Mind-set is only part of the deal. One of the concrete goals I set was to add about $300 to the weekly gross, in order to make some other goals possible. I looked at what I could do, what my counterparts were doing, and decided to stick to my core business – massage – instead of looking for multiple streams of income that required selling other products.

That was a tough one, because I am good at selling products. I often trained other therapists at my spas on how to sell services and products to customers. But I looked at the sign next to my door – it said massage, not vitamins, essential oils, health water or other products.

I also decided to reward clients for their regularity and faithfulness, rather than giving percent-offs and specials for new clients.

Now as the calendar year draws to a close, I can say I did well on a few things, not so good on others. Getting the gross increased took practice, but it has been steady improvement and now seems second nature. I’m still leaving my house like Dagwood running for the bus on some mornings, and I’m not consistent with client rewards.

These last two months of the year, I’m going to hit the goals again and try to make them work. When I need to alter my practice, I look to myself. Can I do anything about the big things like recessions or more competition or market pricing?

Absolutely. I can work on my own goals and do better. Who was it that said: There’s never any competition going that extra mile in the fast lane….Good gravy, I think it was Mary Kay.

November 7, 2011

Stress and the Disappearing Client

This client was as regular as clockwork. Once a week, during the day, she would come in for a massage to help with an achy hip and stiff neck.

Over the course of several sessions, we identified some contributing factors, such as a high truck step-in that aggravated her hip. We also changed sleeping pillows and adjusted her sitting and walking posture. She liked her massages most of all, however, because it helped with the stress of caring for her ailing husband.

One week she had to take a break for a cold, the next week I was on vacation. She made an appointment for the third week, but called to cancel.

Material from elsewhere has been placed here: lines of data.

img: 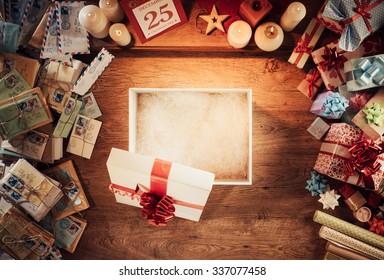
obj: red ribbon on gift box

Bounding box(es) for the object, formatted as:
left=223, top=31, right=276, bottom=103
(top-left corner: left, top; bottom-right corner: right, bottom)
left=293, top=22, right=320, bottom=65
left=345, top=137, right=383, bottom=189
left=136, top=185, right=175, bottom=226
left=343, top=0, right=384, bottom=33
left=109, top=159, right=204, bottom=226
left=319, top=46, right=348, bottom=84
left=305, top=68, right=321, bottom=98
left=368, top=216, right=384, bottom=236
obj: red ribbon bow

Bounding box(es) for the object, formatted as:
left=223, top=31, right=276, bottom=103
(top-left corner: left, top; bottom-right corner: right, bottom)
left=346, top=137, right=382, bottom=189
left=353, top=0, right=373, bottom=33
left=305, top=68, right=321, bottom=97
left=368, top=216, right=384, bottom=236
left=293, top=33, right=313, bottom=54
left=320, top=46, right=348, bottom=71
left=136, top=187, right=175, bottom=226
left=343, top=0, right=384, bottom=33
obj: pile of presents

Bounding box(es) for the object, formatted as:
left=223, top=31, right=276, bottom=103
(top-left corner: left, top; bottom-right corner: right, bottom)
left=0, top=0, right=114, bottom=259
left=289, top=0, right=384, bottom=259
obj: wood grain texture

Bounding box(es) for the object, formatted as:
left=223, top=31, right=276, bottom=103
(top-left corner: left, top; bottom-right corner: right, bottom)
left=63, top=0, right=366, bottom=260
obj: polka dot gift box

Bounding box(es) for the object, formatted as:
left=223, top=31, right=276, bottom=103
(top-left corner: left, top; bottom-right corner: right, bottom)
left=314, top=123, right=384, bottom=190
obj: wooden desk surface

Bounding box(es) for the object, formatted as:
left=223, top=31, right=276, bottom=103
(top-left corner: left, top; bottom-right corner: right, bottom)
left=63, top=0, right=366, bottom=260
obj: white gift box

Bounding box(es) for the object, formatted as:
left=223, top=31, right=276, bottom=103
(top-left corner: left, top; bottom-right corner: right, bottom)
left=107, top=148, right=215, bottom=221
left=129, top=88, right=252, bottom=185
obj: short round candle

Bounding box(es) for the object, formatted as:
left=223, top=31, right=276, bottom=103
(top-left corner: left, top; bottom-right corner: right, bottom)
left=79, top=5, right=111, bottom=39
left=280, top=2, right=307, bottom=32
left=227, top=20, right=252, bottom=49
left=109, top=23, right=131, bottom=46
left=99, top=0, right=125, bottom=22
left=255, top=22, right=284, bottom=52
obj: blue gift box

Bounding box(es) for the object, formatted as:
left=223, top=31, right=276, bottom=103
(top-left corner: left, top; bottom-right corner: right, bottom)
left=344, top=54, right=384, bottom=91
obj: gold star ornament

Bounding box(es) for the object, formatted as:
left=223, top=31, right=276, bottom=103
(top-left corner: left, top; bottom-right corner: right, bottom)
left=200, top=5, right=229, bottom=35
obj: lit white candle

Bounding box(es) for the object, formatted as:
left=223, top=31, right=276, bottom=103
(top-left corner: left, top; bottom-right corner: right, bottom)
left=109, top=23, right=131, bottom=46
left=280, top=2, right=307, bottom=32
left=99, top=0, right=124, bottom=22
left=79, top=5, right=111, bottom=39
left=255, top=22, right=284, bottom=52
left=227, top=20, right=252, bottom=49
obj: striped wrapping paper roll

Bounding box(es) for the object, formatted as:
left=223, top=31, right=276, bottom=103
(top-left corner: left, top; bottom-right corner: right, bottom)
left=313, top=210, right=384, bottom=249
left=319, top=226, right=384, bottom=260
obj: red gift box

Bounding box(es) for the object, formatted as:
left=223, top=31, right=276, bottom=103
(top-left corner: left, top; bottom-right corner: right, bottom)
left=314, top=123, right=384, bottom=189
left=315, top=0, right=344, bottom=35
left=297, top=68, right=323, bottom=99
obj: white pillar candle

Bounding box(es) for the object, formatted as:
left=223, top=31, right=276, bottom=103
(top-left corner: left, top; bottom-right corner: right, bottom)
left=280, top=2, right=307, bottom=32
left=109, top=23, right=131, bottom=46
left=99, top=0, right=125, bottom=22
left=79, top=5, right=111, bottom=39
left=227, top=20, right=252, bottom=49
left=255, top=22, right=284, bottom=52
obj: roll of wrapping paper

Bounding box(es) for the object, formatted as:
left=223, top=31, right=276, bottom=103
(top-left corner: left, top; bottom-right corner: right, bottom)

Time slipped by, I called and left a message here and there. I thought something was up. Did I do something she didn't like? Was she seeing another therapist? Did my office look dirty? When clients disappear, you go over the questions in your mind. Is it possible that they have voted with their feet? That’s what most people do, when it comes to doctors, hair stylists, massage therapists, etc. The feet vote and they make tracks.

I looked over my notes and decided to just wait and see. As far as I could tell, she had gotten good results and was doing better each time she saw me. I knew something was up, and my radar, it turned out, was working just fine.

I saw her last week. “ I've driven passed here so many times, and I wanted to stop in,” she said. “But I just couldn't. I had to go to the hospital and be with him.”

Her ailing husband, turned out, had major surgery that did not go well. He had not one but three drug-resistant internal infections after surgery. It had been touch and go for months, to the point they had said their goodbyes to each other one night in intensive care. She had slept in the horrible orange visitor chairs, ate cafeteria food, went home just long enough to feed the dogs.

I suppose that massage therapists expect clients will increase their visits during periods of high stress, but I must admit there are some things that capture all of one’s attention.

“It sucks when all of the people at the hospital know your name,” she said.

I have to agree. I had been on vacation in Hawaii five years ago when my spouse had a heart attack. We had stayed in Honolulu for an extra month while honey recovered from a bypass. I had slept in those horrible chairs, ate the scary cafeteria food (in Hawaii they love SPAM!) and in general ignored myself while taking care of my sweetie. Two nights before we left, I realized I felt about 140 years old and went for a long massage. My, my how it felt good.

“All that matters now is that he is better and you can relax,” I said. “And believe me, I know how you feel.”